Farzana F, Zalm R, Chen N, Li K W, Grant Seth G N, Smit A B, Toonen R F, Verhage M
Department of Functional Genomics, Centre for Neurogenomics and Cognitive Research (CNCR), Neuroscience Campus Amsterdam, VU Medical Centre, VU University Amsterdam, 1081HV, Amsterdam, The Netherlands.
Department of Molecular and Cellular Neurobiology, Centre for Neurogenomics and Cognitive Research, Neuroscience Campus Amsterdam, VU University Amsterdam, 1081HV, Amsterdam, The Netherlands.
Mol Neurobiol. 2016 May;53(4):2112-23. doi: 10.1007/s12035-015-9164-8. Epub 2015 May 2.
Neurotransmission and synaptic strength depend on expression of post-synaptic receptors on the cell surface. Post-translational modification of receptors, trafficking to the synapse through the secretory pathway, and subsequent insertion into the synapse involves interaction of the receptor with A-kinase anchor proteins (AKAPs) and scaffolding proteins. Neurobeachin (Nbea), a brain specific AKAP, is required for synaptic surface expression of both glutamate and GABA receptors.
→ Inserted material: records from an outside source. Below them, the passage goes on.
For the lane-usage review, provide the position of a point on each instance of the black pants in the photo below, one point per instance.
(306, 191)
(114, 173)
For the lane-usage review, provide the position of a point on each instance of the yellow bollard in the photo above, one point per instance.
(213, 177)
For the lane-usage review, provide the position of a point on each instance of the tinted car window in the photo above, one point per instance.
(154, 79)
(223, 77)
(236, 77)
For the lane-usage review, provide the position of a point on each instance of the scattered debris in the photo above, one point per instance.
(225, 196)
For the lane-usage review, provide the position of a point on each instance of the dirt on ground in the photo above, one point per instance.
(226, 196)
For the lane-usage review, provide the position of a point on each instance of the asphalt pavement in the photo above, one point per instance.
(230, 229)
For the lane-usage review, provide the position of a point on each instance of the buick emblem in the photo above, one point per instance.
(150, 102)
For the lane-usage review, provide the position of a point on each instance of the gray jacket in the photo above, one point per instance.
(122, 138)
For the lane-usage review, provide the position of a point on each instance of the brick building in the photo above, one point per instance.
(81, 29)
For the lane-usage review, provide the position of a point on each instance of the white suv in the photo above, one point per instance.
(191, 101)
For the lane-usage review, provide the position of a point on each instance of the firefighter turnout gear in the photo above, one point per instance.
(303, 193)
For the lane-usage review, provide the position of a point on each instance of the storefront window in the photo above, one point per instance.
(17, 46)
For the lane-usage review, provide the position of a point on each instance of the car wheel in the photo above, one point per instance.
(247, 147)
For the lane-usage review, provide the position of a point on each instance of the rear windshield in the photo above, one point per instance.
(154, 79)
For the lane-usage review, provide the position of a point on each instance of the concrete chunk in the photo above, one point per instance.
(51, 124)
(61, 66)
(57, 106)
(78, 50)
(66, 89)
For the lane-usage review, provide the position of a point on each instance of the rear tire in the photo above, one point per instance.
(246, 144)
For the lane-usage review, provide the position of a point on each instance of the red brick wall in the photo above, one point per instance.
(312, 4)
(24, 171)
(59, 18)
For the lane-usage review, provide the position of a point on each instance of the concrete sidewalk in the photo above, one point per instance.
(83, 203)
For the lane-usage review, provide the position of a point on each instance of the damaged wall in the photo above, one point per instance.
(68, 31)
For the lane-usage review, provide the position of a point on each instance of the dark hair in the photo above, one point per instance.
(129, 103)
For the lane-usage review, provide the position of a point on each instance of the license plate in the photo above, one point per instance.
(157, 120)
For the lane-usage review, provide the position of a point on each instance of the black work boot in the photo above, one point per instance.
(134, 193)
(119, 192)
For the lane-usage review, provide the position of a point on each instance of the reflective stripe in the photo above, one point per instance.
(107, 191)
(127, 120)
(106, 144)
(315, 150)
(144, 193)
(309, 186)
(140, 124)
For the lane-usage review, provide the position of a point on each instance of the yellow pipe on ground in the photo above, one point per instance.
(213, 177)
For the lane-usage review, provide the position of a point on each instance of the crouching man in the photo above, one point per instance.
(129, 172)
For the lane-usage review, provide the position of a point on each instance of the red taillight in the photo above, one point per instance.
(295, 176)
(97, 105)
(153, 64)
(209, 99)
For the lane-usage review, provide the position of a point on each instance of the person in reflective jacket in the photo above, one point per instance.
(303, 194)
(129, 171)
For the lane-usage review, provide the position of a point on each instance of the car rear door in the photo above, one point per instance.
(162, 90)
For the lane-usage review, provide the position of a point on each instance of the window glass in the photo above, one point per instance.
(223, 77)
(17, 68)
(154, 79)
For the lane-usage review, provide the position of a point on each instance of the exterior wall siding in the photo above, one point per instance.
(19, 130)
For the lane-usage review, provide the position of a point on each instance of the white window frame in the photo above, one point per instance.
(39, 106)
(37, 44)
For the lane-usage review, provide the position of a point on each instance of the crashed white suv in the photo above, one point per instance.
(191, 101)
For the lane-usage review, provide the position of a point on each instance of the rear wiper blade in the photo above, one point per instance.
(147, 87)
Here, we investigated the role of Nbea-dependent targeting of postsynaptic receptors by studying Nbea interaction with synapse-associated protein 102 (SAP102/Dlg3) and protein kinase A subunit II (PKA II). A Nbea mutant lacking the PKA binding domain showed a similar distribution as wild-type Nbea in Nbea null neurons and partially restored GABA receptor surface expression. To understand the relevance of Nbea interaction with SAP102, we analysed SAP102 null mutant mice. Nbea levels were reduced by ~80% in SAP102 null mice, but glutamatergic receptor expression was normal. A single-point mutation in the pleckstrin homology domain of Nbea (E2218R) resulted in loss of binding with SAP102. When expressed in Nbea null neurons, this mutant fully restored GABA receptor surface expression, but not glutamate receptor expression. Our results suggest that the PKA-binding domain is not essential for Nbea's role in receptor targeting and that Nbea targets glutamate and GABA receptors to the synapse via distinct molecular pathways by interacting with specific effector proteins.
神经传递和突触强度取决于细胞表面突触后受体的表达。受体的翻译后修饰、通过分泌途径运输到突触以及随后插入突触涉及受体与A激酶锚定蛋白(AKAPs)和支架蛋白的相互作用。神经海滩蛋白(Nbea)是一种脑特异性AKAP,是谷氨酸和GABA受体突触表面表达所必需的。在这里,我们通过研究Nbea与突触相关蛋白102(SAP102/Dlg3)和蛋白激酶A亚基II(PKA II)的相互作用,研究了Nbea依赖性靶向突触后受体的作用。缺乏PKA结合结构域的Nbea突变体在Nbea基因敲除神经元中的分布与野生型Nbea相似,并部分恢复了GABA受体的表面表达。为了了解Nbea与SAP102相互作用的相关性,我们分析了SAP102基因敲除突变小鼠。在SAP102基因敲除小鼠中,Nbea水平降低了约80%,但谷氨酸能受体表达正常。Nbea的pleckstrin同源结构域中的单点突变(E2218R)导致与SAP102的结合丧失。当在Nbea基因敲除神经元中表达时,该突变体完全恢复了GABA受体的表面表达,但没有恢复谷氨酸受体的表达。我们的结果表明,PKA结合结构域对于Nbea在受体靶向中的作用不是必需的,并且Nbea通过与特定效应蛋白相互作用,通过不同的分子途径将谷氨酸和GABA受体靶向突触。